= Augusta Township, Pennsylvania =

Former township in Pennsylvania, US

Augusta Township was one of the seven original townships of Northumberland County, Pennsylvania in the United States. It was formed in 1772 and ceased to exist on April 13, 1846 when it was divided into Upper Augusta and Lower Augusta townships .

==History==
According to Northumberland County historian Charles Fisher Snyder:

"Among the original townships of Northumberland County, Pennsylvania, one of the first to be named and whose boundaries were defined, was Augusta. As then laid out it embraced all the territory east of the Susquehanna and south of the North Branch eastward to the old Berks-Northampton line, which crossed the North Branch near the present site of Bloomsburg.

Upper Augusta [Township] and Lower Augusta [Township] were formed by the division of Augusta township in 1846...However, at the time of the division the name of "Porter" had been suggested for the southern portion."

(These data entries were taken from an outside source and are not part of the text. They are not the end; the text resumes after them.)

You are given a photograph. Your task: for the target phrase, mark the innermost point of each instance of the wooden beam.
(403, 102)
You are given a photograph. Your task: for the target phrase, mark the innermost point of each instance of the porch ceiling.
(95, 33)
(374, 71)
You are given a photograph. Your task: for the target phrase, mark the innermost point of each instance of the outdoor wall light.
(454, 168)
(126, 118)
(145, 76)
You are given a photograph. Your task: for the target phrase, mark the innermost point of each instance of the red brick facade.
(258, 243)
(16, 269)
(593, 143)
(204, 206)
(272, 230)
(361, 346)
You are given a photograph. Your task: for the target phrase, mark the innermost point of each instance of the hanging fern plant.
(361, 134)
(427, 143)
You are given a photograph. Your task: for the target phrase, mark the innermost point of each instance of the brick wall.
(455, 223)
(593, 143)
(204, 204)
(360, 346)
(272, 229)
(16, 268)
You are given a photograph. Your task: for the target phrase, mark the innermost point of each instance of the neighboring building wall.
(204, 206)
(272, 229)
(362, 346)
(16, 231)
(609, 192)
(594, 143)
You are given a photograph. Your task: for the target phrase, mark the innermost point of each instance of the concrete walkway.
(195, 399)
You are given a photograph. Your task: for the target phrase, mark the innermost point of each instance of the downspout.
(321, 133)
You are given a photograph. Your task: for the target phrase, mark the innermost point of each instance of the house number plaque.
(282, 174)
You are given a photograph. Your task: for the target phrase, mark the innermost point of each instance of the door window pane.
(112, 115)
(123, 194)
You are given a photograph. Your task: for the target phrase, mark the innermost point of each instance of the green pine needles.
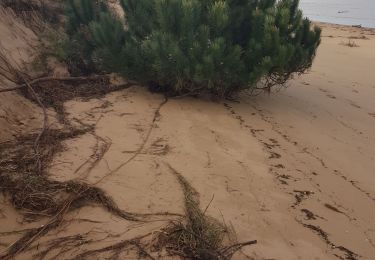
(193, 46)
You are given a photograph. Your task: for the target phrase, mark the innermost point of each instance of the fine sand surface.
(293, 170)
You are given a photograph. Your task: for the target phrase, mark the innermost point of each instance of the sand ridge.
(293, 170)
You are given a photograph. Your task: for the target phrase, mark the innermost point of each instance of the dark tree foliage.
(183, 46)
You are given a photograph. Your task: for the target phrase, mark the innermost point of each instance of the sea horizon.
(345, 12)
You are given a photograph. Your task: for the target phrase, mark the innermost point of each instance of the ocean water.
(347, 12)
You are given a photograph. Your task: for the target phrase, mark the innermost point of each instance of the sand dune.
(294, 170)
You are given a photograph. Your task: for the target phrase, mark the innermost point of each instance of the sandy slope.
(293, 170)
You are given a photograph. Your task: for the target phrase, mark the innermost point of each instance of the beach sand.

According to members of the Lower Augusta Planning Committee who drafted a revised history of their township in 2007, township and county officials involved in the planning and implementation of Augusta Township's division had originally planned to: a.) retain the name of "Augusta Township" for the newly created northern township, and b.) name the newly created southern portion of the township after former Pennsylvania governor David Rittenhouse Porter. It was only "[a]t the last moment, that planners decided that the names should be Upper Augusta Township and Lower Augusta Township. "[Lower Augusta Township's] division was defined as a line crossing Little Shamokin Creek near its junction with Plum Creek."

==Notable buildings==
Several notable buildings were erected in Augusta Township during its 74-year history:

- Caspar Snyder House: Initially named the Blue Ball Tavern when it was built in 1798 by Revolutionary War veteran Caspar/Casper Snyder, this structure has also been known as the Shissler House. It was added to the National Register of Historic Places in 1978.
- Ferry Service: Sometime during the late 1700s, Adam Fisher launched a ferry service along the Susquehanna River at the mouth of Hallowing Run in Augusta Township. A ferry house and hotel (Penn's Tavern) were also built near the ferry service. After the hotel was abandoned, Jonathan Reitz converted the hotel building into a grocery store. This portion of the township later became known as Fisher's Ferry.
- Mills: Augusta Township's oldest mill was built during the early 1800s "by a Mr. Hilterbeil," according to the 2007 Lower Augusta Planning Committee, and "derived its power from Hallowing Run." It was subsequently purchased in 1856 by William W. DeWitt.
- Penn's Tavern: Built sometime around 1756 by Peter Fisher, a Quaker, according to the 2007 Lower Augusta Planning Committee, or by Colonel Samuel Auchmuty in 1791 "as the eastern terminus for a ferry operated by Adam Fisher, who lived across the river on the Isle of Que," according to Michael McWilliams, second vice president of the Northumberland County Historical Society, this stone tavern is one of the oldest buildings in Northumberland County. Local lore indicates that it may have been associated with Conrad Weiser, or may have been the death location of Marie Cox, the wife of John Penn, a grandson of William Penn.